Grandpa went to his collection of small skulls and picked one out that I’d never seen before. It had been hidden at the back of the shelf. When he handed it to me, I
flinched. I wouldn’t have known it was a squirrel’s skull, so distorted was it with bony knobs.
“If you are kind, you will let it die without more suffering,” Grandpa said.
Mimic turned to me and peeped. I had the idea that he was saying Grandpa was wrong. Grandpa was never wrong, but I didn’t want to listen this time. “Do you know what kind of lizard he is?” I asked. “Maybe if we had the right food?”
Grandpa carefully ran his fingers over Mimic’s beaded skin. “I’ve never seen the like of it before.”
Mimic waved his good wing, catching its claws in my sleeve. I unhooked him, only to have him snag my sleeve again. I knew this time that he did it on purpose.
“He wants to live, Grandpa. Don’t give up,” I begged. “Maybe the bumps will come off. Maybe the eagle dropped him on his head—”
Grandpa rested a hand on my shoulder. “Ri, your heart is too big.” He held his free hand a couple of inches over Mimic. “I can feel it burning up without touching him. We must free it of its pain.”
“He
ate
,” I said, trying to put it like a healer, not a child. “Most of two fishes, and a meat patty. He kept them down, and all the water I could give him.” But Grandpa was shaking his head.
Mimic looked at me. He was depending on
me
.
I remembered something Grandfather had done twice that I had witnessed. “A cold bath,” I said, excited. “Twice when people have been really feverish you put them in the river and kept them there. You said it was a risk, but their fevers broke.”
“Ri, this is a
lizard.
” Grandfather took my hands. “Humans carry heat with them. Lizards don’t. The river will kill him. I only dared try such a cure with young people who were otherwise healthy.”
I pulled out of his grip. “I’ll keep Mimic with me tonight,” I said, getting one of Grandfather’s flat baskets. I thought Mimic would like it better than my harness for the short walk home. “He’s stronger than you think. You’ll see.” I set a few rags in the basket to make it softer and carefully put my lizard inside.
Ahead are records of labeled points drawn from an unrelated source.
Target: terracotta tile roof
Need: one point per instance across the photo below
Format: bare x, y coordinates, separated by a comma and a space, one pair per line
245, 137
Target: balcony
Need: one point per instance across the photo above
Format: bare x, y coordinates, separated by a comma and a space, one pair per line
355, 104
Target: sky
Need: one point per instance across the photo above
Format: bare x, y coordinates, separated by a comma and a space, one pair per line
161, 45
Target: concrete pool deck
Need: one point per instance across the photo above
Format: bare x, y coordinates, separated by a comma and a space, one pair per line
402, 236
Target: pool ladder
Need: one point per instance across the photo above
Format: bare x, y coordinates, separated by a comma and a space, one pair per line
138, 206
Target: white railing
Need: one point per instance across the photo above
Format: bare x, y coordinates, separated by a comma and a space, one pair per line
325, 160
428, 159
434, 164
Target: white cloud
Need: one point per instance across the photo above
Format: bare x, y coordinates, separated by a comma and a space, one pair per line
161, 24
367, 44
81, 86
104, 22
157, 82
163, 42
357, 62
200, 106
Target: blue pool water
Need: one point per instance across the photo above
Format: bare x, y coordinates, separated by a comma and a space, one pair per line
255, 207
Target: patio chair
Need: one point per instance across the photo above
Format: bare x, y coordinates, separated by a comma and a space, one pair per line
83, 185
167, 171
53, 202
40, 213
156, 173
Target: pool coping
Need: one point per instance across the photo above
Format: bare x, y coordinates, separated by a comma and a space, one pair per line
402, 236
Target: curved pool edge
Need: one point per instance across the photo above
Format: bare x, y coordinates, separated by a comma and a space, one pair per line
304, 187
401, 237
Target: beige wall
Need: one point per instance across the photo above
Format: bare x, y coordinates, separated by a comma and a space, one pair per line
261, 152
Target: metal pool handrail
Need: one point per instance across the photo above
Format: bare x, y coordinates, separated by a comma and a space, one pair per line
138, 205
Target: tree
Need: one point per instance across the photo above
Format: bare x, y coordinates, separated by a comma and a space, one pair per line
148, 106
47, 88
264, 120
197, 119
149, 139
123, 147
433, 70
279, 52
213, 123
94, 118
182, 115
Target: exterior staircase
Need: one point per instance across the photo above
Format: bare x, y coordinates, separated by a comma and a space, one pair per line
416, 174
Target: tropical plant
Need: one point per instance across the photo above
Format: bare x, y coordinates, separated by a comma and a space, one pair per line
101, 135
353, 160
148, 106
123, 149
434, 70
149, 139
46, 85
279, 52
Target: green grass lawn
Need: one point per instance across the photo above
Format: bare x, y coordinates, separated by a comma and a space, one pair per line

“Very well,” Grandpa said gruffly. “This is a thing you must learn on your own. If Mimic lives until morning—which I doubt—maybe you will see fit to do the merciful thing then.”
I shouldered my pack, picked up Mimic’s basket, and went home.
Mother only rolled up her eyes when she saw what I carried. She was used to my habit of bringing home sick or injured creatures. “Clean up, and put
that
in your room. It is not eating with us,” she ordered me.
I took Mimic up the ladder one-handed. Once inside my little room, I replaced the rags in the basket with wool and set the nest beside a bowl of water. When I returned after supper with a dish of minced chicken, I found him half out of his bed. He lay over the rim of the basket, supporting himself on his good wing.
I knelt. “Didn’t I tell you to stay put?” I asked. I slid my hands under him.
Mimic was burning hot. His eyes were glassy and he’d drunk all of his water. Carefully I set him back inside the
basket. “Now stay there,” I told him. “Let the basket hold up your splinted wing, so you don’t have to. And relax!”
I filled his water bowl. He drank, but he refused the chicken and the cold meat patty I stole when no one was looking. I even let Peng try to feed him, but Mimic refused to eat. When Peng gave up in disgust and stomped back to his attic room, Mimic went to sleep, his bumpy head propped against my hand.
I left the food next to the basket, filled the water bowl again, then changed to my nightshirt. I was asleep the moment I pulled up the covers. Healing was hard, and harder still when it looked as if my patient would not live.
A sound in the night woke me. I waited, blinking, not sure what it was, until it was repeated. It was a dry, rasping noise. Pa had sounded louder but much the same when he’d been so sick last winter.